The White House is sending the message loud and clear to the business community: The Trump regulation rule will require that two rules be repealed for every new rule put into place. In an effort to reduce red tape and promote prosperity, the administration is allocating $0 dollars in 2017 for new regulations.
In fact, the Trump presidency is positioning itself to reduce regulatory burden as much as possible, by having federal agencies regularly propose rules they’d like to repeal. That list of potential rules to drop will be submitted to White House who will review them.
There are some potential snags that the administration could run into attempting to repeal these regulations. As the repeal process stands today, under the Administrative Procedure Act, repealing a regulation requires the same long bureaucratic process that enacting a regulation entails.
Regulation-mageddon
The flurry of regulations under the Obama administration has been blamed for crippling small business, and stifling entrepreneurship. In the past eight years, The Federal Register a record of all relevant regulations, and it’s now nearly 100,000 pages long, a historic record. In fact, it grew by nearly 20,000 pages during Obama’s presidency.
President Reagan faced a similar situation when he entered the White House. He brought page counts down from Carter’s nearly 73,000 to as low as 44,000. Many suspect President Trump will try to trim the federal register aggressively during his tenure.
What keeps small business owners up at night
Small Business owners have not been quiet about the expanding regulatory burden, and how it’s hurting their bottom line. A recent survey by the National Small Business Association found that 58 percent of small business owners found federal regulations to be the most burdensome.
For any small business owner, they often face costly regulatory compliance from local, state and federal authorities.
Get a glimpse into the regulatory maze
Forbes did a analysis of all the federal agencies that can regulate you if you’re a small business. They kept their analysis to only federal rules that pertain to workforce-related regulation. These are the rules that apply to firms with 1-15 employees”
- Fair Labor Standards Act (overtime and minimum wage [27 percent minimum wage increase since 1990])
- Social Security matching and deposits
- Medicare, Federal Insurance Contributions Act (FICA)
- Military Selective Service Act (90 days leave for reservists; rehiring of discharged veterans)
- Equal Pay Act (no sex discrimination in wages)
- Immigration Reform Act (eligibility must be documented)
- Federal Unemployment Tax Act (unemployment compensation)
- Employee Retirement Income Security Act (standards for pension and benefit plans)
- Occupational Safety and Health Act
- Polygraph Protection Act
- Immigration Reform Act (no discrimination with regard to national origin, citizenship, or intention to obtain citizenship)

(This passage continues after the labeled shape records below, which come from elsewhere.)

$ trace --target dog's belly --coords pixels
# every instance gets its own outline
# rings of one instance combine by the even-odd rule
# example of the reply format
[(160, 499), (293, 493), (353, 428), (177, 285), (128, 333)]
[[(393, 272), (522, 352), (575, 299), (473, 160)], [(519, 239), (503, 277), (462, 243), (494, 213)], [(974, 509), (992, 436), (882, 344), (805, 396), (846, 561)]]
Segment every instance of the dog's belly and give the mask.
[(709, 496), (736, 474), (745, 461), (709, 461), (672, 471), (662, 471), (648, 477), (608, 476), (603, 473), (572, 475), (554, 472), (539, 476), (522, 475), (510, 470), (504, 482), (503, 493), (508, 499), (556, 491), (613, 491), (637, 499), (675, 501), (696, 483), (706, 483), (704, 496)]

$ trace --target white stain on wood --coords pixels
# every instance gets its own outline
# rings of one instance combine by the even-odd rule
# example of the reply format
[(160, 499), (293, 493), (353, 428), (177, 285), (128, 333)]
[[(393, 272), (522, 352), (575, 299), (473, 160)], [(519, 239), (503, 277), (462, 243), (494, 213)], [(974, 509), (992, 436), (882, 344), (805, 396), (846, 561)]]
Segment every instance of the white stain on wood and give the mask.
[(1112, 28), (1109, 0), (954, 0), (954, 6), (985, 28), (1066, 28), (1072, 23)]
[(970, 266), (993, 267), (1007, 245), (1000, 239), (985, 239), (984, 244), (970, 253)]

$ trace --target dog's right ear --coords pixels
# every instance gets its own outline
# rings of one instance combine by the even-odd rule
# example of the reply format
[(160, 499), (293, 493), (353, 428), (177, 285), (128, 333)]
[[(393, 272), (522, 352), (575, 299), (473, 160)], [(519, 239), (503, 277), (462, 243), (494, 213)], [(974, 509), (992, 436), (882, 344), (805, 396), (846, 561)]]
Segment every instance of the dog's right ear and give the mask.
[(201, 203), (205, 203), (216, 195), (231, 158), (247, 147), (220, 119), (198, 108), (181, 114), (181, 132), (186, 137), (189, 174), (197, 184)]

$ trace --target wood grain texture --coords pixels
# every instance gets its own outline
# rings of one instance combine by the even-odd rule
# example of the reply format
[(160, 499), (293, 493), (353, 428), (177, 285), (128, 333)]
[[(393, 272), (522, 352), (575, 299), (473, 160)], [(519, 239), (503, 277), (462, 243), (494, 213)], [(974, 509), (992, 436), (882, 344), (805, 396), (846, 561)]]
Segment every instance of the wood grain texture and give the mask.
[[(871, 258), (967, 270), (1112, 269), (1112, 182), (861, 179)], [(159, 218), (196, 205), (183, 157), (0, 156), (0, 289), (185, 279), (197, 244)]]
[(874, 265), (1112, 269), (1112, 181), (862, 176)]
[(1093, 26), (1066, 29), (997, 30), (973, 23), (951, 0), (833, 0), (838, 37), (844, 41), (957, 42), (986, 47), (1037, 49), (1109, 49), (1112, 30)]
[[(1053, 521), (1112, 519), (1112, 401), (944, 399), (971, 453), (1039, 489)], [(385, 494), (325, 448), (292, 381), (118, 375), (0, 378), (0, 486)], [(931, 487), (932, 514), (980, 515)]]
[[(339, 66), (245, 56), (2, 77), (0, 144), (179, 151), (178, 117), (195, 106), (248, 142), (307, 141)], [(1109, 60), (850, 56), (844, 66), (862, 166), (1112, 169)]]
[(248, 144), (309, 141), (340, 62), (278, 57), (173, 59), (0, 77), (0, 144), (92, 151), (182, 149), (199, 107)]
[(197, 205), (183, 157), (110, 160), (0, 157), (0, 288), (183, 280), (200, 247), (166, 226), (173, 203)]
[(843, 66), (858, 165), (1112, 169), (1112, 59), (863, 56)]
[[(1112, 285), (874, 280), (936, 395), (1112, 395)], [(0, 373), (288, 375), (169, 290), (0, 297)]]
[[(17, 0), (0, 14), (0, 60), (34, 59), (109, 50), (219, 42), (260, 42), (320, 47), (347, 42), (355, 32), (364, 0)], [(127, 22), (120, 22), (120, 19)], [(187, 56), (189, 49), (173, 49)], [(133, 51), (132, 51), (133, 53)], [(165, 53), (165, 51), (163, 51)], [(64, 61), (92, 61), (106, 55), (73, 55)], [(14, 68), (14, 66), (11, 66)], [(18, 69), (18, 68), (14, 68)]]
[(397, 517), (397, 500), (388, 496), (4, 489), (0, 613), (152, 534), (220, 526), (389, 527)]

Additionally, recent changes to overtime compensation, minimum wage hikes and Obamacare have only further increased the cost of doing business. For too many small business owners, the burden is just too onerous to turn a profit.
Takeaway: Prosperity out of reach
New business creation has been declining steady in recent decades, and plummeted to 50 percent of 1978 levels by 2011. Small business, which was once the largest jobs machine in America, has stalled under the weight of rising healthcare costs and regulations.
Big businesses often have the resources to absorb the rising costs of doing business in today’s America. Small businesses, which often operate under small profit margins, can be quickly rendered unprofitable by a few new regulations.
Reducing the regulatory burden is what many experts say may improve prospects for small business owners. Considering that small business remains the largest employer in the country, making life easier for entrepreneurs may be exactly what we need to see healthy economic growth.